I think those are all pretty much valid concerns, but let me address them:

Yes, the costs did go up for some people, including you, it seems. But
remember again, it wasn't just some random increase. They switched out of
beta. There was never a hint at a promise that they would keep the prices at
the same level.

As I mentioned before, they admitted they messed up in their messaging. They
heard people screaming at them loud and clear and went back and actually
adjusted a lot of their prices. You say that AWS won't increase prices because
of costs decreasing, I can only hope that GAE, with a similar model will do
the same.

That said, you really can't compare GAE with AWS because they are entirely
different offerings. You absolutely need an IT staff (be it yourself or
someone else) to run, monitor and manage those servers on AWS. You don't need
that with GAE and I find that to be a massive selling point. I've seen first
hand what happens when you have to hire IT staff or stay up at 3am figuring
out what server problems you are having. It sucks because a) it is nearly
impossible to hire good sysadmins right now, b) who wants to be on call 24/7?
There is also the lack of the high replication datastore on AWS. There is
nothing even close. Personally, I'm willing to have a bit of vendor lockin for
those features.

Yes, features are missing. Google knows about it and has been doing regular
releases of the SDK to address missing features. I'm pretty confident that as
the service becomes more profitable for them, they will dedicate more
resources to it. If not, then I have 3 years to migrate and find something
else. For now, the feature set is good enough for me. That might not have been
the case for you, but that isn't entirely the fault of anyone. It is still a
maturing product.

------
jrockway
Why do you think that Google's costs are less when sending messages inside
their "intranet" versus sending messages to and from the outside world? Their
network is huge and it's unlikely that your users XMPP accounts are managed by
a server in the same data centers as your App Engine instances. So it's not
costing Google more, it probably costs them the same.

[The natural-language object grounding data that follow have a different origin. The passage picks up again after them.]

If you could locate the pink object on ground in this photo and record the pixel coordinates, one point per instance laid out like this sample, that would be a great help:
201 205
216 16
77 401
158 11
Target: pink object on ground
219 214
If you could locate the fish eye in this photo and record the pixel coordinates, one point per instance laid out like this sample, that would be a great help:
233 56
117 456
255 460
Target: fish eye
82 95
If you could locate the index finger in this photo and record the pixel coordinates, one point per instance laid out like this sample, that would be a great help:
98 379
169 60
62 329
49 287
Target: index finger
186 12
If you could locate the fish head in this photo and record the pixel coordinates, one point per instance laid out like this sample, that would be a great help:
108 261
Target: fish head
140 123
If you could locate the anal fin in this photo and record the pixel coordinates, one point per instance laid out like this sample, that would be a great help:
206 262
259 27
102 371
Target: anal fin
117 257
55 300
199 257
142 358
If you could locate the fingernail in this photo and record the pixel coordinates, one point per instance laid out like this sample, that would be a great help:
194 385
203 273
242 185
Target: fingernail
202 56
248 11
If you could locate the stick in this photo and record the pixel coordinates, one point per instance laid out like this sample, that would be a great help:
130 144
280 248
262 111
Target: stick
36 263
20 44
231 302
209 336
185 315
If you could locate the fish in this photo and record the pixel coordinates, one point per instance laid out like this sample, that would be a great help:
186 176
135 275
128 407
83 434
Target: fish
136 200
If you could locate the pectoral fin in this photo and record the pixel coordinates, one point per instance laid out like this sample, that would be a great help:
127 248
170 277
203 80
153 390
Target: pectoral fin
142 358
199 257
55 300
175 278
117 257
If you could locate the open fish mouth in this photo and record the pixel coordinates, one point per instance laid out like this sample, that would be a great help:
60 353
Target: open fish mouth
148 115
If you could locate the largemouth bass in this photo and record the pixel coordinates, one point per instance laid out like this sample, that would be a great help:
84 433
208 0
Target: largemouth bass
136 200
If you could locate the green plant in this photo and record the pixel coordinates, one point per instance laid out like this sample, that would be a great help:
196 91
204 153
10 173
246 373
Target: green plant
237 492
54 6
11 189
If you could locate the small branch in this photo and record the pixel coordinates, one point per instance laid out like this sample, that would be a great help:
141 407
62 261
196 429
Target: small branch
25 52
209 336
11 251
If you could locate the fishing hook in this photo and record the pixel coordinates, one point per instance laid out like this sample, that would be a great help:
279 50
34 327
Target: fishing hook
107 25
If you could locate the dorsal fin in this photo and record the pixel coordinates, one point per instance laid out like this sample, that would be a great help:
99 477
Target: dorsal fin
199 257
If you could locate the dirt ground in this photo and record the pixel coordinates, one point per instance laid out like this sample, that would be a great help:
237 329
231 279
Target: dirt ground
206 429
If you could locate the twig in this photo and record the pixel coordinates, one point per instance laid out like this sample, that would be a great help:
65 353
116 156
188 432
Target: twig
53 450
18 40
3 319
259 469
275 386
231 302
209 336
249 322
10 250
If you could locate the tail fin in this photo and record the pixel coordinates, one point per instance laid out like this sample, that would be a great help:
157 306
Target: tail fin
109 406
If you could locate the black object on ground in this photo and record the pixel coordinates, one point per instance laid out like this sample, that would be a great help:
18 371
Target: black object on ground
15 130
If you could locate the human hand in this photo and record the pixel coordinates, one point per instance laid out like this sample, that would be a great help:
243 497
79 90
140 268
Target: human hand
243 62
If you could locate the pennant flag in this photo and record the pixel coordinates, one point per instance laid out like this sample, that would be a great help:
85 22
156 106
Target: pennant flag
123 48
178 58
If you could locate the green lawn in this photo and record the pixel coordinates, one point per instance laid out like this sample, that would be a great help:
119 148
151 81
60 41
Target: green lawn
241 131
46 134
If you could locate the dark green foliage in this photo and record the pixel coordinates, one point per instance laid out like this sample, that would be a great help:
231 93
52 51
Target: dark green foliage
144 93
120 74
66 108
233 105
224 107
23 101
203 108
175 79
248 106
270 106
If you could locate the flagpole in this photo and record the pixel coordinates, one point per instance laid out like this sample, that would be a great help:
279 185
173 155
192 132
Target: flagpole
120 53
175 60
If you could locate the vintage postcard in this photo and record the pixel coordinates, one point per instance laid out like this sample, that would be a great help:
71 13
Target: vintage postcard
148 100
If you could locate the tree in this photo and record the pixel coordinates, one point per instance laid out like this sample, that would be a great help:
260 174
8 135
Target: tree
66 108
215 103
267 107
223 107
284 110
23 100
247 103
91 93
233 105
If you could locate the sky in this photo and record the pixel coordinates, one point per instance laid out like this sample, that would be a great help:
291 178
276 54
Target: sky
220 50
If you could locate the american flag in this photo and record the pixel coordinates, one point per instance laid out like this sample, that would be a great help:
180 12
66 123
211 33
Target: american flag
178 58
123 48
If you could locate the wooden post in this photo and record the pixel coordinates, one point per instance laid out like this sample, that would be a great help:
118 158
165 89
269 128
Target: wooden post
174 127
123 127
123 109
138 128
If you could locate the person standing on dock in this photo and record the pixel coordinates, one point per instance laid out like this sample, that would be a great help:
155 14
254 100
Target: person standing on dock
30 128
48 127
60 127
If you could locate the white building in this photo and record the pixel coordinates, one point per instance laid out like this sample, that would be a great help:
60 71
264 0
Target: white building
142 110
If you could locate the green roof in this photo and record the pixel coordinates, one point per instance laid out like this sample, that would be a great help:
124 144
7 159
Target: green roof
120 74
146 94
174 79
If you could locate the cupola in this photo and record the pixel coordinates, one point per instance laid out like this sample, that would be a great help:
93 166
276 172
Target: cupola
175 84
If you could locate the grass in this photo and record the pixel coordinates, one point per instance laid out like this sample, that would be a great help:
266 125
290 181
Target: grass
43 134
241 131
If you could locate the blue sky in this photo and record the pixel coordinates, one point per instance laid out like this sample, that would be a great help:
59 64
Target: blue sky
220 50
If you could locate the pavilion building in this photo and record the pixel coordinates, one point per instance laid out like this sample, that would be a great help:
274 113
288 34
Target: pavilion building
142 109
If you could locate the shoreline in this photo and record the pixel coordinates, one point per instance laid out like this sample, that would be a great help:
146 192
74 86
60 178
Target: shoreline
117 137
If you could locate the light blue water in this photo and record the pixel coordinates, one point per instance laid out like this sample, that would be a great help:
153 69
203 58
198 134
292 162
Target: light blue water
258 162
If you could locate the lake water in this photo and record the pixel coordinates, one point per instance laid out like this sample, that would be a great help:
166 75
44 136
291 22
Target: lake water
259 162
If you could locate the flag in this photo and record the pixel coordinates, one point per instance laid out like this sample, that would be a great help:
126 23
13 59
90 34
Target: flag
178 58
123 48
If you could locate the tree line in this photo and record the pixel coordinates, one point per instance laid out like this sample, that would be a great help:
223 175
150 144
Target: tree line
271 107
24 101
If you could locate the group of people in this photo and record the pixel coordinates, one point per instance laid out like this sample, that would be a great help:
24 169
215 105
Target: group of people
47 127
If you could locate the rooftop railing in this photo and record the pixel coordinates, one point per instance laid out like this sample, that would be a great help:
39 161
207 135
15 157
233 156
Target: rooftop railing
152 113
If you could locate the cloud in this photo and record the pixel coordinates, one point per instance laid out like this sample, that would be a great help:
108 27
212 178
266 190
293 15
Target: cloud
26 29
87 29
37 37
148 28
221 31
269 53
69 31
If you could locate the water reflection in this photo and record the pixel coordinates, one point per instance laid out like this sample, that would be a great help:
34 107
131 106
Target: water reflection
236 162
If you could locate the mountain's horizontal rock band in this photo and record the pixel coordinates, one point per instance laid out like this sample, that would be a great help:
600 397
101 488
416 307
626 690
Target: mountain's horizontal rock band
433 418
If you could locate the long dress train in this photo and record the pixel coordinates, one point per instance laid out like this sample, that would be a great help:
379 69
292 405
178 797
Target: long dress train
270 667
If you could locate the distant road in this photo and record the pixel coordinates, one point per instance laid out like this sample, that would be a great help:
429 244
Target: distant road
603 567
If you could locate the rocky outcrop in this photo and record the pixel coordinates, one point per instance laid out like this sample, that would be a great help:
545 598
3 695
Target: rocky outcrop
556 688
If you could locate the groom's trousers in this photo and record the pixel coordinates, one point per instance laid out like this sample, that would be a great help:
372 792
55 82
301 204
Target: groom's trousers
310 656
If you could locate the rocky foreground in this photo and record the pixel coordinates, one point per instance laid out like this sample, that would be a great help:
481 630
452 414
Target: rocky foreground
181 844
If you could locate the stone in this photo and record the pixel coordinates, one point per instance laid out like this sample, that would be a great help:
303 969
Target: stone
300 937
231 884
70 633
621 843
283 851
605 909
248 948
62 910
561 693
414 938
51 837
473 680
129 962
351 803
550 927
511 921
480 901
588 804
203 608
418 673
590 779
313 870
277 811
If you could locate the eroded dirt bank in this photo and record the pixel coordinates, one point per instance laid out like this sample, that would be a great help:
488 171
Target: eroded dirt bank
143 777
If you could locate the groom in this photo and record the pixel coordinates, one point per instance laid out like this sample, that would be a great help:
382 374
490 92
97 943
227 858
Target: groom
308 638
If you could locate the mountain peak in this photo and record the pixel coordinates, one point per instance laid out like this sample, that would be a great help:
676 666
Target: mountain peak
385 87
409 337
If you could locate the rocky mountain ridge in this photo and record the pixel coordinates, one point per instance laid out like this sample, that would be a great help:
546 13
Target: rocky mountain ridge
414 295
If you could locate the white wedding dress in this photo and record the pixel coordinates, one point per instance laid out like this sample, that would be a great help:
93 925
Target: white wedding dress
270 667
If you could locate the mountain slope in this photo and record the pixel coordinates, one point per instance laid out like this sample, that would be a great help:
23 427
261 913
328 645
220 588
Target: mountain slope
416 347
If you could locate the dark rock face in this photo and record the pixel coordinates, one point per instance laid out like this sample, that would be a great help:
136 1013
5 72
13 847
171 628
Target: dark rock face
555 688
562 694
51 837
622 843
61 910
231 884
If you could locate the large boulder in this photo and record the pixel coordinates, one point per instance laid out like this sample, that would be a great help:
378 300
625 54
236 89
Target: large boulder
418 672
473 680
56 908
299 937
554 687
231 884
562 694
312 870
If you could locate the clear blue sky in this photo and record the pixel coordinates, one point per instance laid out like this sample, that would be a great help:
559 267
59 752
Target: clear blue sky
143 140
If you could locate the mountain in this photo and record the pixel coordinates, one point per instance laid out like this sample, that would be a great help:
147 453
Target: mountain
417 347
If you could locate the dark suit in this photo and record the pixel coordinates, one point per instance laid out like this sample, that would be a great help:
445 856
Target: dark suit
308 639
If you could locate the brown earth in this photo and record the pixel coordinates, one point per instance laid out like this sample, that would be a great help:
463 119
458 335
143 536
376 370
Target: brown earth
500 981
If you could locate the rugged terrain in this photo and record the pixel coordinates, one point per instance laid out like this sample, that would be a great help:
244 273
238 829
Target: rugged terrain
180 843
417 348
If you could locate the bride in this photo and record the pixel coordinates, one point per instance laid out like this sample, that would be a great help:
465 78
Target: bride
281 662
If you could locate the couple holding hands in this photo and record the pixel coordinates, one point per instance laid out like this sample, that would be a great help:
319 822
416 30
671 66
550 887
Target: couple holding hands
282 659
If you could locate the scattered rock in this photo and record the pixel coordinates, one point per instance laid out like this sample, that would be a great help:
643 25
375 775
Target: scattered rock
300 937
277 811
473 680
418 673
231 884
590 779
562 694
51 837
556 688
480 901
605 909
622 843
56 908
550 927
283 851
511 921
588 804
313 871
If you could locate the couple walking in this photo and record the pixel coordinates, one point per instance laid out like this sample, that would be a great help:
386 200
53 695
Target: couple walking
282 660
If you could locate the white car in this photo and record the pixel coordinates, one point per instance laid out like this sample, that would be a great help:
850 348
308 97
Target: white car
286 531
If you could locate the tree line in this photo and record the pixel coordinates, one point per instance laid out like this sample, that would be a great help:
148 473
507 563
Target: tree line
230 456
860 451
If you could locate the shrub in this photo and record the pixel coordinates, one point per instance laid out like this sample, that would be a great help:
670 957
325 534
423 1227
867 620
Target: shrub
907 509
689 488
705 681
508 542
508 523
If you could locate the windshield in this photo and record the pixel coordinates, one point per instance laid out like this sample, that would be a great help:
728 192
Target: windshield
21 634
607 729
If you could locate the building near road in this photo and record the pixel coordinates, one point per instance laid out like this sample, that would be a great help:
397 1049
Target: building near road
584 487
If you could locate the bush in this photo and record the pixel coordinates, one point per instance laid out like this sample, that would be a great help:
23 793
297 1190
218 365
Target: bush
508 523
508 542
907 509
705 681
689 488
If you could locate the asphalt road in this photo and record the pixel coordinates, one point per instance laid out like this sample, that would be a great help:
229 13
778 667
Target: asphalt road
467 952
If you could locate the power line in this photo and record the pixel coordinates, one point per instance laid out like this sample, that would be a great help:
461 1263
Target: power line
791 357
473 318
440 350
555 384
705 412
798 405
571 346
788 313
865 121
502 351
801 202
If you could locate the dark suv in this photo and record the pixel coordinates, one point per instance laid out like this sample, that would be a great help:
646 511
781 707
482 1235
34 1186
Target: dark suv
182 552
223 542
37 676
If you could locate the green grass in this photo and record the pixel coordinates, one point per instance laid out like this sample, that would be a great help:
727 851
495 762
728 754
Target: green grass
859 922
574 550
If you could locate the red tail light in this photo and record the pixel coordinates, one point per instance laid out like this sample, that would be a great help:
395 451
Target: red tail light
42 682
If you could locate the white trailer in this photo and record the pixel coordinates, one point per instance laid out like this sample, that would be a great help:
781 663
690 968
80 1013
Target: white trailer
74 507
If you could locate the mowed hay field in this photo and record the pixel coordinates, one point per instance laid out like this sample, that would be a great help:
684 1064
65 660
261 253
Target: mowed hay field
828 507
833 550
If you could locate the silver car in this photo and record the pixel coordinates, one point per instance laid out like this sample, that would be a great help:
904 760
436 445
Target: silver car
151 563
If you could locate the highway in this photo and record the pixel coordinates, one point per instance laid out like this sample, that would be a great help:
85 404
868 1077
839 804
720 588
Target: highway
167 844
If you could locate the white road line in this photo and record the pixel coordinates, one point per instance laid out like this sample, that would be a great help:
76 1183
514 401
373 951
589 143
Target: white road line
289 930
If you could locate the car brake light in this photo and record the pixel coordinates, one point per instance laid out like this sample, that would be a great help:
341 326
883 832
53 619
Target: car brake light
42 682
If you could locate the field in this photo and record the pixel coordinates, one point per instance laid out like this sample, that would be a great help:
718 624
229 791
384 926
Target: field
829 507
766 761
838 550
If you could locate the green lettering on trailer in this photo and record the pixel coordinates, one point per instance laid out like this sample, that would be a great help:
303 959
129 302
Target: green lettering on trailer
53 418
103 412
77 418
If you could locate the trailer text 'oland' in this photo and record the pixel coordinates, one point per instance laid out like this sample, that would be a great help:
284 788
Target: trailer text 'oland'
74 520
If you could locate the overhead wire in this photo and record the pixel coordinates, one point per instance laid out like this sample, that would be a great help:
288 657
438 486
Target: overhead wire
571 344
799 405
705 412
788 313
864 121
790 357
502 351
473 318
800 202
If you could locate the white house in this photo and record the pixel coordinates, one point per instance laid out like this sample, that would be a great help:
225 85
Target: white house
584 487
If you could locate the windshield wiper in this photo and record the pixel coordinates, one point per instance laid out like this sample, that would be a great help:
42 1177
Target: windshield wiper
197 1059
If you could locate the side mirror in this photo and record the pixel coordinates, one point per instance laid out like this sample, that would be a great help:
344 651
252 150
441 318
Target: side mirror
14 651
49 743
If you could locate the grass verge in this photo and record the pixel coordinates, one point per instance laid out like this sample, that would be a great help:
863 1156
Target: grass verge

Also keep in mind that if your time is not free, App Engine may be cheaper
than EC2. At some point, renting out a colo and buying your own hardware is
cheaper than EC2. And then at another point, it's cheaper to build and manage
your own data center. It's all a continuum of effort and upfront costs vs.
monthly costs.

------
vinhboy
I build an image hosting site, similar to imgur, on GAE. Some people in brazil
are using it.

Last month, the bill went from $4 a month, to $4 a week.

As far as I can tell, the site did not get any more popular than it was a
month ago.

That is a ridiculous increase!

Needless to say, I took down the site.

------
randall
PS- Partychat is amazing. If you use Google Apps for your biz, Partychat is
like the missing chatroom feature.

------
hello_moto
Seems like the world is full of super-talented people these days...

------
mike-cardwell
Can someone TLDR the TLDR for me please